Wednesday, June 24, 2009

Cows

For Saxon Little

I'd like to think that cows know the best conditions for the finest grass cuisine.

If they graze on a plot of land that dips and rises, they know that the grass in the lowest part of the dip is too sweet from sitting rain water and -- like expensive chocolate -- is saved for dessert, and that grass on the top of the rise has thin soil and maximum drainage, making the grass good jerky -- minimal nutrients but good for gnawing.

Pink Floyd’s “Atom Heart Mother”

Cows are kings of meditation.

They have 4 stomachs! You think wine connoisseurs are pretentious with their sniffing, swirling, swishing? Cows chew grass till they're bored, swallow, regurgitate, and then chew till they're bored for another stomach. If they take that much time to chew a bite of grass, I'd like to believe that they take time to pick a good bite. They may even pick a bite based on their mood. Charlie Cow is depressed and thinking "F%@$ All", so he goes to the fenceline and gnaws on a bite of weeds through three stomachs before spitting it out to the ground... because "F%@$ All".

Anyway... I like to think about all this because I compulsively meditate. It can be a good quality if you think of meditation in the light of poetry and deep things. But it's also annoying when you send an email and jump to the sent box and read your email eight times, wondering about the path of facial expressions the receiver went through while reading the line of your feedback on his third stanza....
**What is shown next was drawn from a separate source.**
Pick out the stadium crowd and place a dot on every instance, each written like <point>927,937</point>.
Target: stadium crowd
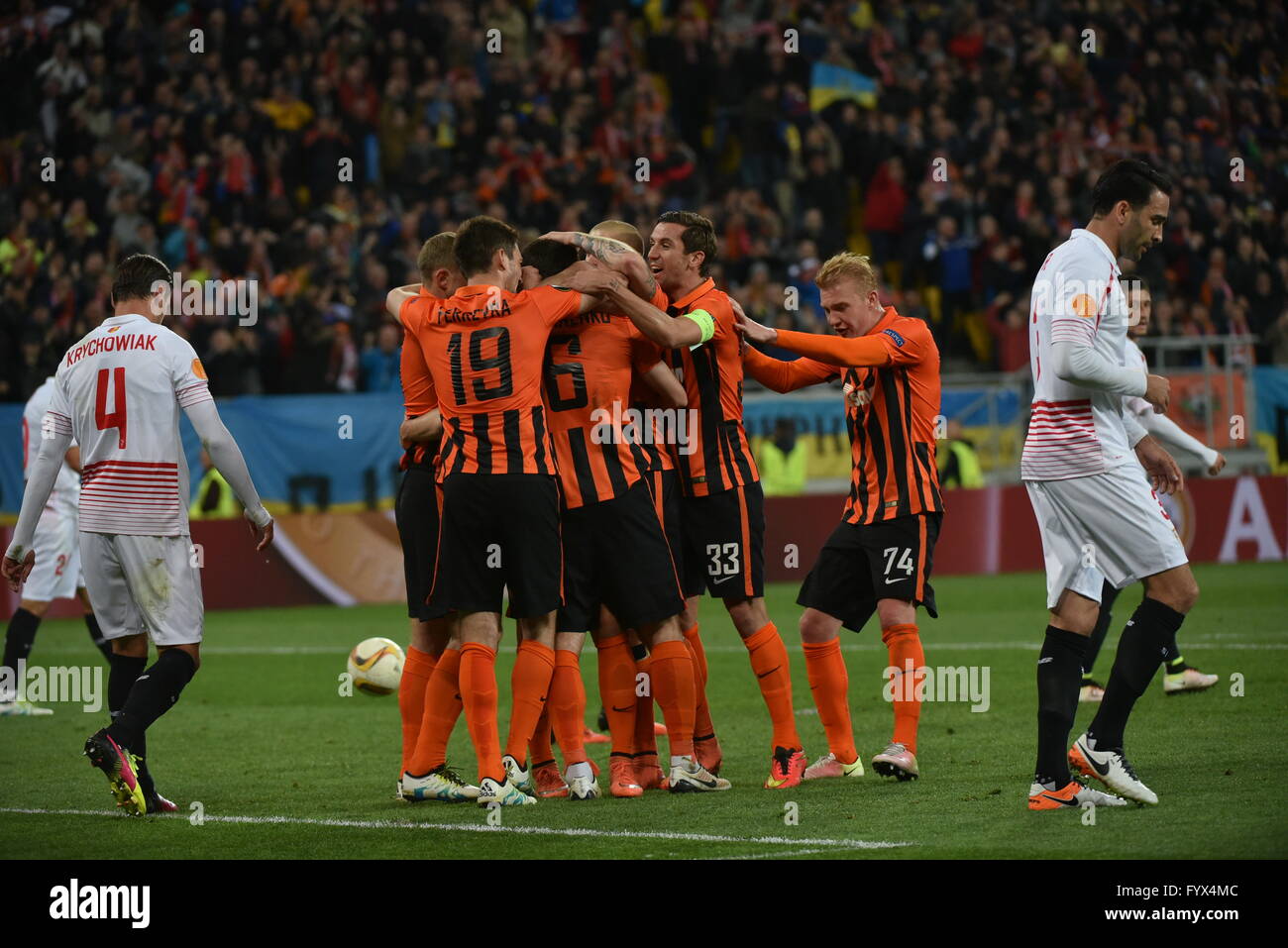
<point>313,151</point>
So I like to think about cows being selective with their meditation because I'm not.

But maybe I'm missing the point. Cows meditate/masticate till they're bored because that's their nature. For better or worse. I'm no scientist, but I think it's highly unlikely that every 5th cow cultivates a new style of mastication or a new strategy for grass selection. Instead she just gravitates toward the next patch, whatever or wherever it is, and is surprised by the array of stimuli it spins her through.

Ah, that's nice. So here's hoping for another patch like Rilke.

Saturday, June 20, 2009

WCW's Paterson

Here is an excerpt of a letter to a poet friend.

In the 1949 introduction to William Carlos Williams' Selected Poems, Randall Jarrell mentions that TS Eliot's Four Quartets is "probably the best poem of our time." He goes on to make several comparisons between Paterson and Four Quartets throughout the introduction, in fact he spends a good portion of the intro talking about Paterson -- Selected Poems only has a very silly small section of Paterson.

WCW is one of my favorite poets. I bought Selected Poems over four years ago, and though it's probably the worst way to read WCW's poetry (his cannon all chopped up and jumbled together), every time I come back to it feels like coming home. Pictures of Brueghel was my favorite book of his before I read Paterson, I've just never fucking bought it for some stupid reason. What Dave Matthews once said about the Beatles aptly describes how I feel about WCW's poems: "How do they make these perfect little things?"

Not the least of the many things I like about him is that he always has his feet on the ground. His hands are bloody. His poetry is in the organs of things. Eliot somehow delicately pin pricks the Spirit down onto cork board; WCW's poetry is in the soul and intestines.


William Carlos Williams
To Paterson...

I'm not extremely well read in poetry (I'm more immersed in it than anyone I know -- likely aside from you), but this 230 page poem is the greatest treatise on the creative mind I've ever read. His intention was to "use the multiple facets which a city presented as representations for comparable facets of contemporary thought thus to be able to objectify the man himself as we know him and love him and hate him." He does this. But while doing it, he creates a model of the mind itself that can only be represented in poetry. I think this turns me on most. You can't make a movie of James Joyce's Portrait of the Artist as a Young Man, and you can't do anything else with WCW's Paterson. It has to be poetry.

Another thing I dig about Paterson is any section can only be completely experienced (and I do mean "experienced" and not "understood") within the context of the whole. Reading sections is a waste of time. And sometimes you have to read 30 pages before you understand a single reoccurring line. It's very much like the mind.

I've rambled for a bit and feel as though I never said what I wanted to say. But anyway. If/when you read some of it, let me know. It's by far one of the greatest books I've read. I'm almost finished with it and look forward to reading it again.